“Dedemin ölüm haberini, bir an durakladıktan sonra, / babam vermişti telefonda. / Babamınkini dayım. / Bu kez de işte duraklayan annem: Atakan! / Hiç bitmez gibidir telefonda donakalınan o an! / Bir başka hışımla ağaçlar hışırdamaya başlar, / sabaha karşı uyanıldığında o telefonla, / Temmuzun orta yerinde bu ülkede bazen / işte böyle geliverir sonbahar birden adeta.”
“Telefon”, Roni Margulies
---
Roni Margulies 19 Temmuz 2023 tarihinde aramızdan çok erken ayrılınca, okurları ve yakınlarının kulaklarında en çok yankılanan dizesi bu oldu herhalde, “Temmuzun orta yerinde bu ülkede bazen / işte böyle geliverir sonbahar birden adeta”. Roni’nin en iyi yaptığı şeylerden biri buydu zira, şiirinde yaşamı yankılamak.
“Roni, 1955’te İstanbul’da Yahudi bir ailenin çocuğu olarak doğdu. Çok genç yaşında şiire gönül verdi. Öğrencilik yıllarında kafayı takıp Edip Cansever’in masasına oturacak kadar seviyordu şiiri.
18 yaşında üniversite okumak için İngiltere’ye gitti. İngiltere’deki Sosyalist İşçi Partisi (SWP) ile tanıştı ve örgütlendi. Sonraki yılları bir devrimci sosyalist olarak grevlerde, işçi eylemlerinde gazete satarak geçti. 1980’lerin başında 12 Eylül darbesine karşı Londra’da kampanya yürüttü.
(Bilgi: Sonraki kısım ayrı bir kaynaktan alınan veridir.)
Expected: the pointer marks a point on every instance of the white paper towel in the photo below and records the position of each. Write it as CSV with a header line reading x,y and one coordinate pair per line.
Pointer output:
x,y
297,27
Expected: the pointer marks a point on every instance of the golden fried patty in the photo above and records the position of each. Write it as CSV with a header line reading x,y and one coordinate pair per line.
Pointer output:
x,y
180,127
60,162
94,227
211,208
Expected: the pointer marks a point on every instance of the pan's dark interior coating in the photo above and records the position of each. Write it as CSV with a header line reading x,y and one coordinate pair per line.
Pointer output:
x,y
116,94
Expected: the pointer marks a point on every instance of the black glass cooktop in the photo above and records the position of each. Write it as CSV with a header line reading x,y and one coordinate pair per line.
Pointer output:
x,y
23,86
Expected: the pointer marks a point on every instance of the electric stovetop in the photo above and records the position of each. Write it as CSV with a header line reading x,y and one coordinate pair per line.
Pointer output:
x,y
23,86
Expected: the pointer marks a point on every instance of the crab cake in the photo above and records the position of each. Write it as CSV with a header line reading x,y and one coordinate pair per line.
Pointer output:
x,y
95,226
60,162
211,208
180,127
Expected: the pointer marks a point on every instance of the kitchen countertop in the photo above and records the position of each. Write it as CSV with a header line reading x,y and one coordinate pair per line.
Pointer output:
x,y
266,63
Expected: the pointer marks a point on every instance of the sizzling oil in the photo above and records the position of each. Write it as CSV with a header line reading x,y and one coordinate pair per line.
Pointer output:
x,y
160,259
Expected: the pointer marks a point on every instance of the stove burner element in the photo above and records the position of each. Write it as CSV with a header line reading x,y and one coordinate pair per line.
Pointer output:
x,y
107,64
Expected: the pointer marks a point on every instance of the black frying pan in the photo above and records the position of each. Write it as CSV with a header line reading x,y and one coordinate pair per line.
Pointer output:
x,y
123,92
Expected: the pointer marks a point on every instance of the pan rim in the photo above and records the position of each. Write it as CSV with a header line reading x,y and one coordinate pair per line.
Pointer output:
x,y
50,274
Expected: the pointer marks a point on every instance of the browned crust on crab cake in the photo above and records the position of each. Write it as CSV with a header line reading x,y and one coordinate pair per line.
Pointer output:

Aynı yıllarda Kurtuluş geleneğinden gelen Doğan Tarkan ile tanıştı. O zamandan itibaren hep yoldaş oldular. Roni, Doğan’ın Troçkist olmasında etkili oldu ve 1984’te beraber Türkiye’de kendini bugün DSİP’te ifade eden Sosyalist İşçi geleneğini kurdular.
1990’lı yıllarda Roni, hem SWP üyesi olarak İngiltere’de hem de DSİP üyesi olarak Türkiye’de mücadele verdi. Londra-İstanbul arasında mekik dokudu. 2000’lerin başında yine iki ülkedeki savaş karşıtı hareketin en önde gelen aktivistlerinden biri oldu. 2000’lerin ortasında İstanbul’a yerleşti ve sonrasında hep aşık olduğu bu şehirde yaşadı.
Roni, hayatı boyunca Uluslararası Sosyalizm Akımı'nın militanı oldu. Aşağıdan sosyalizmi savundu.
Fakat sadece bu değil. Kendisi bir şair, çevirmen, gazeteci, yazar ve editör olarak müthiş bir üretkenlik içindeki gerçek bir entelektüeldi.”
Roni’nin de yıllarca editörlüğünü yaptığı marksist.org web sitesinde yoldaşları onu böyle anıyor.
Evet, üretmekten asla vazgeçmeyen bir kalemdi Roni Margulies. Atilla Dirim’in onun ölümünün ardından yine aynı web sitesinde söylediği gibi: “Eserlerinde çok geniş bir konu yelpazesi içinde hareket eden Roni Margulies başta aşk olmak üzere insanlık hallerini, Türkiye ve dünya siyasetinin, toplumsal mücadelelerin yanı sıra “öteki” olmayı, “Yahudi” olmayı, ırkçılıkla mücadeleyi, sosyalizmi, devrimi ele aldı.”
Margulies’in Türkçe şiire katkısını anlamaya ne kadar yakın olduğumuz tartışılır. Alper Görmüş’ün Roni’nin de yazarlarından olduğu Serbestiyet’te yayımlanan anma yazısında kısmen yer verdiği “yaşlanma/yaşlılık” şiirleri hariç pek çok eserinin toplu basımı mevcut. Ve okuruyla yazarını bekliyor. Bunun yanı sıra 90’lu yıllarda imgeci şairlerle girdiği polemiklere, dağınık da olsa pek çoğu dijital alanda bulunan çeviri tartışmalarına bakmanın edebiyat ilgilileri kadar, coğrafyamızdaki tartışma kültürünü ve edebi üretimi anlamak isteyenler için de hayati olduğunu söyleyelim.
Açık Dergi’de onu 2007 yılında Türkiyeli Yahudilerin yaşamlarını anlattığı Bugün Pazar Yahudiler Azar kitabının yayımı vesilesiyle Açık Radyo stüdyolarını konuk olduğu bir radyo söyleşiyle anıyoruz.
Gülüşü kulaklarımızda, mücadele azmi hep aklımızda olacak.
İlksen Mavituna
(Açık Radyo)
*Roni Margulies’in Ornitoloji kitabındaki “Aynıymışız” şiirinden bir dize.